In the STL private members are usually prefixed by a single underscore (these are reserved identifiers).
#include<iostream>
using namespace std;
class base
{
public:
virtual void add() {
cout << "hi";
}
};
class derived : public base
{
private:
void add() {
cout << "bye";
}
};
int main()
{
base *ptr;
ptr = new derived;
ptr->add();
return 0;
}
Output is bye
I dont have a problem with how this is implemented. I understand you use vtables and the vtable of derived contains the address of the new add() function. But add() is private shouldn't compiler generate an error when I try to access it outside the class? Somehow it doesn't seem right.
add() is only private in derived, but the static type you have is base* - thus the access restrictions of base apply.
In general you can't even know at compile time what the dynamic type of a pointer to base will be, it could e.g. change based on user input.
This is per C++03 §11.6:
The access rules (clause 11) for a virtual function are determined by its declaration and are not affected by the rules for a function that later overrides it.

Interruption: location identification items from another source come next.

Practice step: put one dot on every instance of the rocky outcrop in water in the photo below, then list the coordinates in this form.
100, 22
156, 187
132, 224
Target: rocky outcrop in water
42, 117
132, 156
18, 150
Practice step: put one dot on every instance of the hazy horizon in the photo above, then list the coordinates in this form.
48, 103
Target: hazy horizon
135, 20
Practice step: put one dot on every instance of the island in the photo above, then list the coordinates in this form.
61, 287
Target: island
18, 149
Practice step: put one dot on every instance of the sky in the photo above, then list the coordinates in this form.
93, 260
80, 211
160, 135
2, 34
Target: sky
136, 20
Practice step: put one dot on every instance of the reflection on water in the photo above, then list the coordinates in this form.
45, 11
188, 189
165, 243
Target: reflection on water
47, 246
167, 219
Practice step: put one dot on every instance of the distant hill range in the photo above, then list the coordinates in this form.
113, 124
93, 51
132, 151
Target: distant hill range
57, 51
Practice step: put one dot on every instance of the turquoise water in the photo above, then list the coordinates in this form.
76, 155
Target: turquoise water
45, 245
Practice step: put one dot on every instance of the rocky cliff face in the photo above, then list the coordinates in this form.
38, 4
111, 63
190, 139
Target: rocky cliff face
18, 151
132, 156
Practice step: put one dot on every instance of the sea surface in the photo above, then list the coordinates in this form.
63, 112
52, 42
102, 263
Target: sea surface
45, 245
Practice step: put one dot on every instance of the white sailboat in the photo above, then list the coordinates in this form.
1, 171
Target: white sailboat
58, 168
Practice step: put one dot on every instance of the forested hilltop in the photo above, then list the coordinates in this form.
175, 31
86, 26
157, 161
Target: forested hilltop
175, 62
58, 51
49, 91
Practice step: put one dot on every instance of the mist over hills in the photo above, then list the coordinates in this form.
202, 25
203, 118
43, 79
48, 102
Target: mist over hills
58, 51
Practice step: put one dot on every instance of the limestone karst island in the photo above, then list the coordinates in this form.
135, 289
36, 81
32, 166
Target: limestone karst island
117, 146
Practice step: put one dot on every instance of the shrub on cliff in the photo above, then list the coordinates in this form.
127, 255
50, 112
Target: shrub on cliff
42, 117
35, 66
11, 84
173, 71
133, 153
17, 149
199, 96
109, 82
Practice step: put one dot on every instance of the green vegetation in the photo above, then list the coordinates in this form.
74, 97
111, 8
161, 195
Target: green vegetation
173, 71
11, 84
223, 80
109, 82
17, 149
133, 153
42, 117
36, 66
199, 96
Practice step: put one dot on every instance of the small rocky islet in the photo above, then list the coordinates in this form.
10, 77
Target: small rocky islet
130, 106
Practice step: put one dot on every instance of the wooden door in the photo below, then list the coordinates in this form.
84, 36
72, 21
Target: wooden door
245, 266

[...] Access is checked at the call point using the type of the expression used to denote the object for which the member function is called [...]. The access of the member function in the class in which it was defined [...] is in general not known.
Access modifiers, such as public, private and protected are only enforced during compilation. When you call the function through a pointer to the base class, the compiler doesn't know that the pointer points to an instance of the derived class. According to the rules the compiler can infer from this expression, this call is valid.
It is usually a semantic error to reduce the visibility of a member in a derived class. Modern programming languages such as Java and C# refuse to compile such code, because a member that is visible in the base class is always accessible in the derived class through a base pointer.
To add a little to Georg's answer:
Remember that the compiler has no control over and cannot guarantee anything about derived classes. For example, I could ship my type in a library and derive from it in an entirely new program. How is the library compiler supposed to know that derived might have a different access specifier? The derived type didn't exist when the library was compiled.
In order to support this, the compiler would have to know access specifiers at runtime and throw an exception if you attempted to access a private member.